The find_motif() works the same on VariantGenome as on the reference genome:

>>> variant = genome.variant("chr7:117231980::TTAGTT")  # Insertion
>>> variant_genome = VariantGenome(genome, variant)
>>> motif = 'AG'
>>> matches = variant_genome.find_motif(interval, motif,
...                                     match_position='3p')
>>> matches
[Interval("chr7", "+", 117231979, 117231979, "hg19", 117231979, 4),
 Interval("chr7", "+", 117231987, 117231987, "hg19", 117231987),
 Interval("chr7", "+", 117232020, 117232020, "hg19", 117232020)]

The result are the previous two matches plus a third one where we inserted the motif into the reference sequence. This is a special case since the position within the insertion has no alignment to the reference genome. In this case the interval has its anchor_offset attribute set to four to indicate that the motif matches at the fourth position in the insertion.

Sharing new data files

Data such as assemblies, annotations, tracks, etc is stored in custom-built binary files. APIs for building these files are provided as part of the API. GenomeKit first searches for data files in the directory specified by the environment variable GENOMEKIT_DATA_DIR, defaulting to appdirs.user_data_dir("genome_kit"). If the file is not found, by default GenomeKit attempts to download it from a public read-only Google Cloud Storage bucket.
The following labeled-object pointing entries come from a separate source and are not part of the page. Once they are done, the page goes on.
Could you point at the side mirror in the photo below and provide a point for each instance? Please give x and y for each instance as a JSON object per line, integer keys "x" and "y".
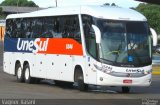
{"x": 97, "y": 33}
{"x": 154, "y": 36}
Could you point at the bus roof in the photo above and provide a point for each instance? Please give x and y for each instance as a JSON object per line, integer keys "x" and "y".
{"x": 105, "y": 12}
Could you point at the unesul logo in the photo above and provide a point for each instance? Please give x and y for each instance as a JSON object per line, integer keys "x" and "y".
{"x": 32, "y": 45}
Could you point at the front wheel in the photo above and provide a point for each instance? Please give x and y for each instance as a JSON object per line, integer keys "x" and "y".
{"x": 27, "y": 77}
{"x": 19, "y": 73}
{"x": 125, "y": 89}
{"x": 79, "y": 79}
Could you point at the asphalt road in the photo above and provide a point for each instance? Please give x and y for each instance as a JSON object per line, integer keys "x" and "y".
{"x": 11, "y": 89}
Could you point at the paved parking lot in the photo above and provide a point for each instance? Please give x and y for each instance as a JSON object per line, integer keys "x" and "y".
{"x": 10, "y": 88}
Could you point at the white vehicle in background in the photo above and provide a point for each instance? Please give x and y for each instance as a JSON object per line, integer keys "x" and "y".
{"x": 99, "y": 45}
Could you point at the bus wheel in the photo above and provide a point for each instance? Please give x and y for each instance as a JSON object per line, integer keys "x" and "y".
{"x": 125, "y": 89}
{"x": 79, "y": 79}
{"x": 19, "y": 73}
{"x": 27, "y": 77}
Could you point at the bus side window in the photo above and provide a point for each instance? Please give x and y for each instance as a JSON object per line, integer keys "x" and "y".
{"x": 71, "y": 28}
{"x": 89, "y": 36}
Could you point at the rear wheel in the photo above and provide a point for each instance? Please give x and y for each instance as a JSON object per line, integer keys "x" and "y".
{"x": 125, "y": 89}
{"x": 79, "y": 79}
{"x": 27, "y": 77}
{"x": 19, "y": 73}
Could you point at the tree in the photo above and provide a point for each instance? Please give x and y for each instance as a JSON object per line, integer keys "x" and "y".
{"x": 152, "y": 13}
{"x": 22, "y": 3}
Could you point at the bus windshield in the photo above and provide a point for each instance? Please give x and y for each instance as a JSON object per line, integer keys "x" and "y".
{"x": 124, "y": 42}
You can use your own GCS bucket by setting the environment variable GENOMEKIT_STORAGE_BUCKET, allowing you to upload and share your data files.

If you wish to use a different mechanism to store remote data files, you can provide an implementation of genome_kit.data_manager.DataManager and register it:

class MyDataManager(DataManager):
        def __init__(self, data_dir: str):
            ...

        def get_file(self, filename: str) -> str:
            ...

        def upload_file(self, filepath: str, filename: str, metadata: Dict[str, str]=None):
            ...

gk.gk_data.data_manager = MyDataManager()
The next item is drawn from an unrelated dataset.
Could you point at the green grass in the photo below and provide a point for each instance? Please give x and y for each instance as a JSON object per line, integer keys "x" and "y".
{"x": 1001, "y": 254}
# Alternatively, you can install a plugin package that advertises a DataManager implementation
# endpoint under the "genomekit.plugins.data_manager" group. GenomeKit will automatically
# use the plugin's data manager.
# (see https://setuptools.pypa.io/en/latest/userguide/entry_point.html#entry-points-for-plugins)

Logging and troubleshooting

Set the GENOMEKIT_QUIET to any value to suppress logging output.

Set the GENOMEKIT_TRACE to any value to enable trace logging.